Since the UFS file system doesn't permit tight association of the data and resource forks, you will often see a file called ._foo associated with a file foo on UFS and other non-HFS+ file systems. The need for preserving resource forks on pre-OS X Mac operating systems was of critical importance. In addition, legacy applications written in Carbon, such as Microsoft Word, Adobe Photoshop, and so on, generally require installation on an HFS+ formatted disk or partition. In other words, although OS X itself claims to be installable on a UFS partition, a lot of the associated applications just won't work. HFS+ is therefore a compromise that tries to keep everyone happy.
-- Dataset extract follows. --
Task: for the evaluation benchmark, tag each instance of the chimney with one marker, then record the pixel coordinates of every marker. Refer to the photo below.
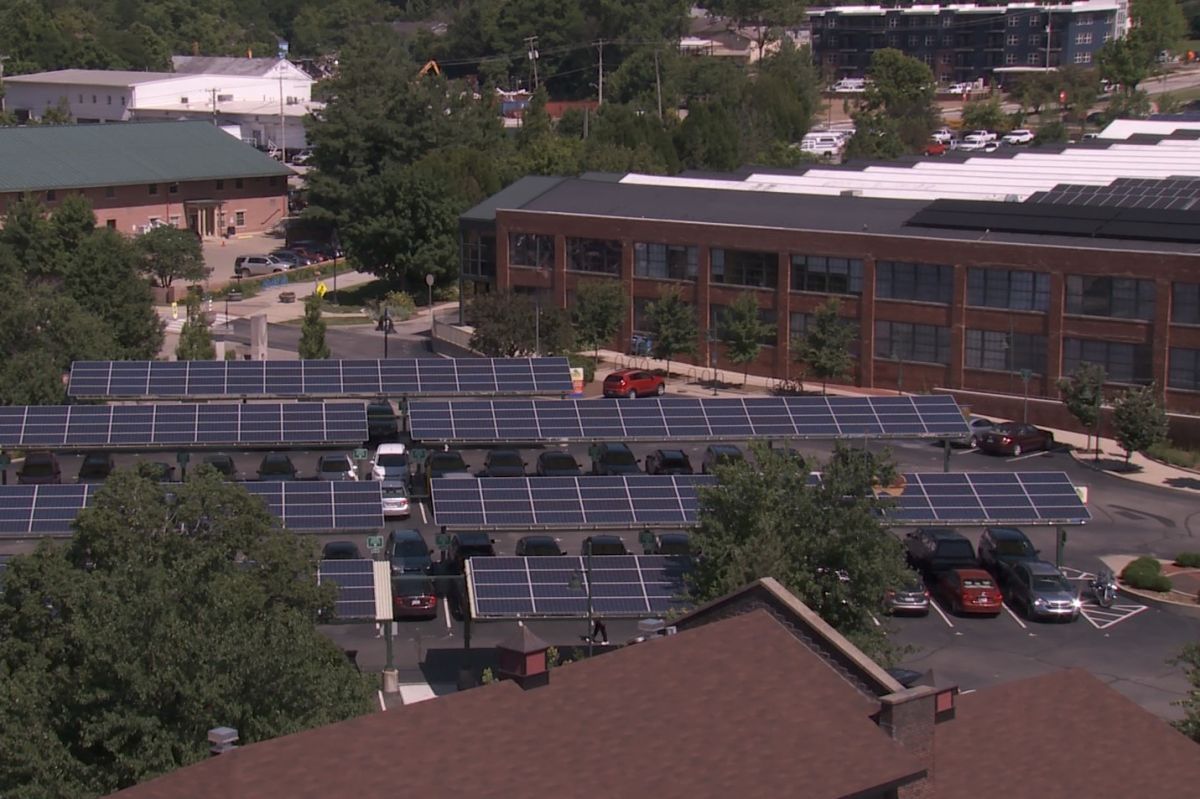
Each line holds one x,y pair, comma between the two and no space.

A very thorough discussion of metadata in OS X is available. The discussion is very enthusiastic about the virtues of metadata and the HFS+ format. It also goes into a fair amount of detail about extended attributes, permitting the user to encode an arbitrary set of name-data pairs with each file, as well as access control lists, which permit a fine-tuning of file permissions.
Others see things quite a bit differently. HFS+ is admittedly not standard unix. It tends to be more fragile than standard unix-formatted filesystems. Besides case-insensitivity (there is now a case-sensitive version of HFS+), the most striking difference in behavior is that hard links work differently, and occasionally do so with unpleasant surprises as described. The following experiment is adapted from that link, which explains what is going on:
Demonstration of the pathological behavior of hard links on HFS+
1. Make a disk image, and using Disk Utility, erase and reformat the disk image as a unix file system format disk image.
2. Make a pdf file (eg use the print/save dialog to print this browser window). Save the file to the Desktop, and copy it to the UFS disk image.
3. cd to the Desktop, and issue
ln yourfile.pdf hardlink.pdf
4. cd to the disk image, and issue the same command.
5. open yourfile.pdf on the disk image, rotate the pdf by 90 degrees, and save the file to the disk image. All should go smoothly.
6. cd back to the desktop. Repeat the procedure. It fails.
Like all compromises, it seems impossible to keep everyone happy.
ZFS: The future
Rumor has it that ZFS will replace HFS+ as the the file system on future versions of OS X.